Machine Learning and Network-driven Approaches for Risk Genes Discovery



Journal Title

Journal ISSN

Volume Title



There is strong evidence that many complex diseases such as mental disorders are linked to genetic variants. Thus, it is crucial to identify the causal genes or variants contributing to disease onset to advance the understanding of disease pathology and inform better treatment. Due to the complexity of the human genome only a few causal genes or variants have been identified. To enhance the disease-associated risk genes discovery in complex diseases, this thesis aims to develop network-based and machine learning methods for explicitly capturing the cell-type-specific gene interactions and integrating these interactions with existing gene-disease association evidence for risk gene prioritization. To achieve this goal, this thesis proposed several innovative techniques. Firstly, a multimodal deep learning model was developed to integrate multi-source and multi-structure data including single-cell gene expression and global gene interactions for predicting cell-type specific gene networks. The effectiveness of the proposed method was demonstrated by comparing its prediction performance with baseline models and downstream analysis for risk gene discovery. Secondly, a supervised machine learning approach was employed to integrate various genomic features and cell-type-specific gene networks’ topological information to prioritize disease risk genes. The method was employed to prioritize autism risk genes and results demonstrated that our gene ranking system provides a useful resource for prioritizing autism candidate genes. Thirdly, an unsupervised ensemble learning model was developed to combine the multisource correlated disease-gene association scores for risk gene discovery. The results of artificial and real datasets demonstrated that the proposed method can efficiently integrate individual scores to an ensembled score without the need of ground truth data. The supervised methods proposed in this thesis can be applied to different complex human disease risk genes discovery problems and be effective to find more novel disease-associated risk genes using the ground truth information. Furthermore, some of the models developed in this thesis are unsupervised methods which are applicable to the problems that the ground truth information is very limited or is not available.

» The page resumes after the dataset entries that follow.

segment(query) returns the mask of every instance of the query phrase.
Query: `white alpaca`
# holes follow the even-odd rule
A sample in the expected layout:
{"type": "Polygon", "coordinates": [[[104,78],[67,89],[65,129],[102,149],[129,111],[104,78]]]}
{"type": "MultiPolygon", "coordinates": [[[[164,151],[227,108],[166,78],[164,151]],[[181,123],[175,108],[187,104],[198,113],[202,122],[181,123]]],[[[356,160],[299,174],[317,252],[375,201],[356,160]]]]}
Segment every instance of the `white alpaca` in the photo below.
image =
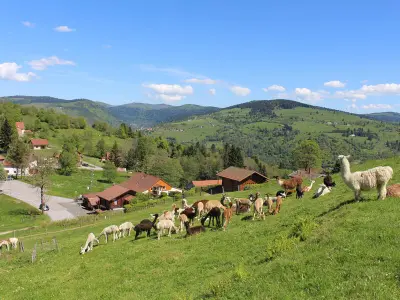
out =
{"type": "Polygon", "coordinates": [[[373,188],[378,190],[378,199],[385,199],[386,185],[393,176],[393,169],[389,166],[379,166],[366,171],[351,173],[348,158],[350,158],[350,155],[338,156],[343,181],[354,191],[355,200],[360,199],[361,191],[368,191],[373,188]]]}
{"type": "Polygon", "coordinates": [[[132,222],[125,222],[119,225],[119,237],[125,237],[125,233],[128,232],[128,236],[131,235],[131,230],[133,229],[133,224],[132,222]]]}
{"type": "Polygon", "coordinates": [[[331,187],[327,187],[325,184],[320,184],[319,188],[316,190],[313,198],[318,198],[324,196],[332,191],[331,187]]]}
{"type": "Polygon", "coordinates": [[[115,242],[116,239],[118,239],[118,233],[119,233],[119,228],[117,225],[110,225],[106,228],[103,229],[103,231],[99,234],[97,239],[100,239],[102,235],[106,238],[106,244],[108,242],[108,235],[112,234],[113,235],[113,242],[115,242]]]}
{"type": "Polygon", "coordinates": [[[10,242],[12,249],[17,249],[18,238],[9,238],[8,241],[10,242]]]}
{"type": "Polygon", "coordinates": [[[168,230],[168,236],[171,236],[172,229],[174,229],[175,232],[178,232],[174,222],[172,222],[171,220],[160,220],[160,222],[157,223],[156,227],[158,231],[157,239],[161,238],[161,235],[164,233],[165,230],[168,230]]]}
{"type": "Polygon", "coordinates": [[[99,244],[99,240],[96,239],[94,233],[89,233],[88,238],[86,239],[86,243],[85,246],[81,247],[81,252],[80,254],[85,254],[85,252],[89,252],[91,250],[93,250],[93,243],[97,242],[97,244],[99,244]]]}

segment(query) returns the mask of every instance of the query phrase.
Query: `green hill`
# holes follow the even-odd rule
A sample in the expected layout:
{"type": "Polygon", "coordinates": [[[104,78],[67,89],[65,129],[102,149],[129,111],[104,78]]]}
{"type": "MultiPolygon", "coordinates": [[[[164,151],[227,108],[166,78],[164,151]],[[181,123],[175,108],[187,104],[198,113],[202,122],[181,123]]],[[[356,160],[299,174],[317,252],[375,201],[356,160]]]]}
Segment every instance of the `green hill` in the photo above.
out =
{"type": "MultiPolygon", "coordinates": [[[[352,164],[352,170],[378,165],[392,166],[392,183],[400,182],[396,158],[352,164]]],[[[153,234],[134,241],[131,235],[105,244],[102,237],[93,251],[79,255],[88,233],[98,235],[125,221],[136,224],[170,209],[171,202],[17,232],[25,252],[0,256],[7,274],[0,276],[0,294],[4,299],[399,299],[399,199],[377,201],[371,191],[355,203],[339,175],[334,180],[330,194],[311,198],[318,180],[302,200],[285,199],[281,212],[264,221],[234,215],[226,232],[208,229],[187,239],[173,234],[158,241],[153,234]],[[53,237],[58,251],[47,243],[53,237]]],[[[230,196],[279,188],[272,181],[230,196]]]]}
{"type": "Polygon", "coordinates": [[[251,101],[218,112],[163,124],[152,133],[182,143],[228,142],[247,156],[258,155],[270,164],[290,167],[292,149],[315,139],[325,151],[324,161],[339,153],[359,159],[392,156],[400,151],[387,141],[399,140],[399,125],[366,119],[290,100],[251,101]]]}

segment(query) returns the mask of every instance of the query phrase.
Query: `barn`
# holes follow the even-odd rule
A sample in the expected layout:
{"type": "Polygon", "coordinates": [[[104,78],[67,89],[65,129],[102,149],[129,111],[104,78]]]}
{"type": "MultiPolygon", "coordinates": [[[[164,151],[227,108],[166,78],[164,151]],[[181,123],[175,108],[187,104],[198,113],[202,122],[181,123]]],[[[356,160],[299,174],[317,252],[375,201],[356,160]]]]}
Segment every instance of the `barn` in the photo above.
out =
{"type": "Polygon", "coordinates": [[[264,175],[247,169],[229,167],[217,174],[222,180],[224,192],[243,191],[246,185],[260,184],[268,181],[264,175]]]}

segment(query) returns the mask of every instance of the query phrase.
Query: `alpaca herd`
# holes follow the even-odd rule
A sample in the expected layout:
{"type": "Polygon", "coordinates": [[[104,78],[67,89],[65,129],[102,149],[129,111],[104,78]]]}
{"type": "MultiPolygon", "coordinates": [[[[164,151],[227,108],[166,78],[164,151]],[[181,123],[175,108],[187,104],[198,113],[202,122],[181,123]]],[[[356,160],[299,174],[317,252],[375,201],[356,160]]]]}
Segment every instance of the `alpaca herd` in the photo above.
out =
{"type": "MultiPolygon", "coordinates": [[[[385,197],[400,197],[400,184],[394,184],[386,188],[388,181],[393,176],[393,170],[389,166],[376,167],[366,171],[354,172],[350,171],[349,156],[340,155],[338,160],[341,164],[341,176],[344,183],[354,191],[355,199],[359,200],[361,191],[377,188],[378,199],[385,199],[385,197]]],[[[100,235],[96,238],[93,233],[87,237],[86,243],[81,247],[81,254],[93,250],[93,245],[96,242],[99,244],[99,238],[104,235],[105,242],[108,241],[108,236],[113,236],[113,241],[123,238],[126,235],[130,236],[131,231],[135,231],[135,240],[143,232],[146,232],[147,237],[150,237],[151,230],[157,232],[157,239],[160,240],[162,235],[179,233],[186,230],[185,237],[193,236],[205,232],[205,223],[208,220],[208,227],[210,224],[217,228],[222,227],[225,231],[235,211],[236,215],[244,212],[247,213],[253,207],[252,220],[256,218],[265,220],[266,212],[264,206],[267,206],[269,215],[276,215],[280,212],[283,199],[290,194],[296,193],[296,199],[302,199],[304,193],[310,192],[315,183],[314,180],[310,182],[309,186],[302,187],[303,179],[300,177],[293,177],[288,180],[282,180],[276,177],[277,183],[282,187],[275,196],[267,194],[265,198],[257,193],[254,197],[252,194],[248,198],[234,198],[233,201],[230,197],[223,195],[221,200],[199,200],[192,205],[188,204],[186,199],[182,200],[182,207],[178,208],[175,204],[172,206],[171,211],[164,211],[161,214],[152,214],[153,220],[144,219],[135,226],[131,222],[125,222],[120,226],[110,225],[103,229],[100,235]],[[275,203],[275,207],[274,207],[275,203]],[[195,219],[200,220],[201,225],[193,226],[195,219]],[[222,217],[222,220],[221,220],[222,217]],[[175,226],[175,218],[178,219],[179,226],[175,226]],[[158,221],[158,222],[157,222],[158,221]]],[[[330,193],[336,183],[328,173],[314,193],[312,198],[330,193]]],[[[3,240],[0,242],[0,248],[9,244],[16,247],[18,239],[11,241],[11,239],[3,240]]]]}

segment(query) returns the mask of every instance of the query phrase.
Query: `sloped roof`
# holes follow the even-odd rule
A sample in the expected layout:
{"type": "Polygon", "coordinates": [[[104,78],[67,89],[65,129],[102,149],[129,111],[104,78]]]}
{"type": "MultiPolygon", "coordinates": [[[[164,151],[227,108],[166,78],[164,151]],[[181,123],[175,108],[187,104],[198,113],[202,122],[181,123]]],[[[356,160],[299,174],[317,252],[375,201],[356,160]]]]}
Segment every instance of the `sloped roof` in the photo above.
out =
{"type": "Polygon", "coordinates": [[[129,192],[129,189],[124,188],[123,186],[120,185],[113,185],[112,187],[109,187],[108,189],[105,189],[104,191],[97,193],[97,196],[107,201],[111,201],[127,192],[129,192]]]}
{"type": "Polygon", "coordinates": [[[142,193],[151,189],[159,180],[161,179],[156,176],[139,172],[120,185],[131,191],[142,193]]]}
{"type": "Polygon", "coordinates": [[[31,143],[33,146],[47,146],[49,141],[46,139],[31,139],[31,143]]]}
{"type": "Polygon", "coordinates": [[[221,180],[193,180],[192,183],[195,187],[203,187],[210,185],[219,185],[221,184],[221,180]]]}
{"type": "Polygon", "coordinates": [[[259,176],[267,179],[267,177],[265,177],[264,175],[262,175],[256,171],[241,169],[241,168],[237,168],[237,167],[229,167],[229,168],[219,172],[217,174],[217,176],[232,179],[235,181],[242,181],[243,179],[246,179],[247,177],[249,177],[253,174],[258,174],[259,176]]]}

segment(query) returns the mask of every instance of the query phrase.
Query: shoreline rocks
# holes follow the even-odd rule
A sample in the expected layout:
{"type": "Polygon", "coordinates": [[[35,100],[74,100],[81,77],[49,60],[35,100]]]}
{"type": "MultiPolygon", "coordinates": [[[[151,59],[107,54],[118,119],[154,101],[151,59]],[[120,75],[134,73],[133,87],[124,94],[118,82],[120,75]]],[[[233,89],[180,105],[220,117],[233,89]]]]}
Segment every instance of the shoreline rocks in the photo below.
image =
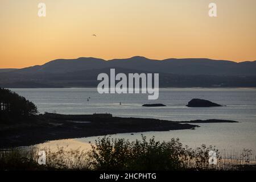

Risk genes discovery, Network-based approaches, Machine learning


Portions of this document appear in: Afshar, Shiva, Patricia R. Braun, Shizhong Han, and Ying Lin. "A multimodal deep learning model to infer cell-type-specific functional gene networks." BMC bioinformatics 24, no. 1 (2023): 47; and in: Lin, Ying, Shiva Afshar, Anjali M. Rajadhyaksha, James B. Potash, and Shizhong Han. "A machine learning approach to predicting autism risk genes: Validation of known genes and discovery of new candidates." Frontiers in genetics 11 (2020): 500064.